Musk said that COVID-19 made people think that they don't need to work hard.
Three economists told Insider that working from home did not make workers less productive.
When workers needed to look after their children, the only constraint on productivity was.
Musk doesn't like remote work.
Anyone who wishes to do remote work for a minimum of 40 hours per week is welcome, according to a message from Musk that appeared in the early hours of Wednesday.
Although Musk didn't confirm the authenticity of the email, he replied "They should pretend to work somewhere else."
The tweets were not completely out of the blue.
In a May interview with The Financial Times, Musk said that he dislikes American workers because they try to avoid going to work at all.
All the Covid stay-at- home stuff has tricked people into thinking that they don't need to work hard.
Musk, who railed against shelter-in-place orders to send workers back to his California factory in May 2020, might have the wrong idea about remote work. Three economists said that remote work did not damage worker productivity.
Natacha Postel-Vinay, an economic and financial historian at the London School of Economics, told Insider that most of the evidence shows that productivity has increased while people stayed at home.
She said that people spent less time going to work so they could use some of that time to work, and they also got to spend more time with their family and sleeping, which meant they were happier and more productive.
When contacted by Insider outside of normal working hours, Musk did not reply immediately.
In many economies, people worked longer hours when they worked from home, according to data shared with Bloomberg.

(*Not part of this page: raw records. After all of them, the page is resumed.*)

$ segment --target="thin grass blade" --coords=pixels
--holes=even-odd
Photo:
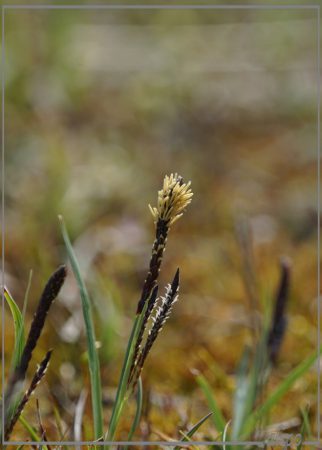
[[[87,338],[87,350],[88,350],[88,363],[89,373],[91,380],[91,394],[92,394],[92,409],[94,419],[94,436],[95,439],[100,439],[103,436],[103,413],[102,413],[102,391],[101,391],[101,375],[100,375],[100,363],[98,353],[96,349],[95,330],[92,317],[92,304],[89,298],[85,283],[80,273],[79,264],[74,253],[74,249],[70,242],[66,226],[62,216],[59,216],[61,232],[67,249],[67,254],[78,284],[82,308],[83,317],[86,328]]]
[[[6,287],[4,288],[4,297],[10,308],[14,324],[15,343],[11,358],[11,369],[13,370],[19,365],[21,359],[21,355],[25,345],[25,328],[22,313]]]
[[[135,417],[134,417],[134,420],[133,420],[133,423],[132,423],[132,426],[131,426],[131,429],[129,432],[129,436],[127,439],[128,441],[131,441],[133,434],[140,423],[141,414],[142,414],[142,404],[143,404],[143,386],[142,386],[142,379],[141,379],[141,377],[139,377],[138,384],[137,384],[136,413],[135,413]]]
[[[203,417],[202,419],[199,420],[199,422],[197,422],[192,428],[190,428],[190,430],[184,434],[184,437],[181,439],[181,442],[187,442],[190,440],[190,438],[192,438],[192,436],[199,430],[199,428],[201,427],[201,425],[203,423],[206,422],[207,419],[209,419],[210,416],[212,416],[212,412],[208,413],[205,417]],[[174,447],[173,450],[180,450],[180,446],[177,445],[176,447]]]
[[[305,438],[308,440],[311,440],[313,437],[311,426],[310,426],[310,419],[309,419],[309,408],[300,408],[301,415],[303,419],[303,428],[302,428],[302,435],[305,435]]]
[[[252,361],[250,374],[248,376],[248,386],[247,386],[247,394],[245,396],[245,401],[243,405],[243,418],[238,427],[238,435],[236,439],[240,439],[240,435],[242,434],[245,423],[247,422],[249,416],[252,414],[254,410],[254,405],[256,404],[257,399],[259,398],[264,384],[267,382],[269,375],[269,367],[267,365],[267,351],[266,351],[266,328],[264,327],[262,330],[262,335],[260,337],[260,341],[255,350],[254,359]]]
[[[246,347],[237,370],[237,386],[234,395],[234,417],[231,435],[232,440],[238,439],[238,435],[245,417],[247,398],[251,395],[251,380],[248,377],[249,360],[250,349]]]
[[[24,429],[29,433],[29,435],[33,441],[37,441],[37,442],[41,441],[41,436],[38,436],[38,433],[34,430],[34,428],[24,418],[23,415],[21,415],[19,417],[19,422],[23,425]]]
[[[225,418],[224,418],[224,416],[218,406],[218,403],[212,393],[211,386],[209,385],[206,378],[201,374],[197,375],[196,381],[199,384],[199,386],[201,387],[201,389],[207,399],[209,408],[213,412],[212,418],[213,418],[213,421],[214,421],[217,431],[219,433],[224,433],[226,421],[225,421]]]
[[[322,349],[321,349],[322,352]],[[249,437],[254,430],[256,422],[265,416],[271,408],[277,404],[277,402],[290,390],[292,385],[303,376],[314,364],[318,357],[317,352],[310,355],[304,361],[302,361],[292,372],[277,386],[277,388],[269,395],[268,399],[259,406],[245,422],[241,440],[245,440]]]
[[[124,407],[124,404],[127,400],[126,398],[126,391],[127,391],[127,383],[130,375],[130,369],[132,366],[132,359],[134,355],[134,349],[136,345],[136,340],[138,337],[138,334],[140,332],[141,324],[144,319],[144,314],[146,311],[147,304],[145,305],[145,308],[140,314],[137,314],[133,323],[132,331],[130,338],[128,340],[125,358],[123,362],[123,367],[121,371],[120,381],[117,387],[117,393],[116,398],[113,406],[112,416],[109,424],[108,432],[105,435],[105,439],[108,441],[112,441],[116,432],[116,427],[119,422],[119,419],[122,414],[122,410]]]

A professor of economic history said that cutting out commute was a bonus to worker productivity and that working from home led to fewer hours spent in pointless meetings.
Time spent at the office is not the same as working hard.
A lecturer in economics at King's College London said that surveys of workers in the US and the UK found that they were more productive at home than in the office.
The experts said that people were not shirking and that productivity occasionally dipped in some cases.
People with children at home during the Pandemic often had to split their attention between work and child care, leading to a decrease in productivity.
Gramozi added more productivity, not just for individual employees.
She told Insider that productivity levels depend on support that employers offer, technology adoption, and the type of work that would allow it to be easily conducted remotely.
The original article is on Business Insider.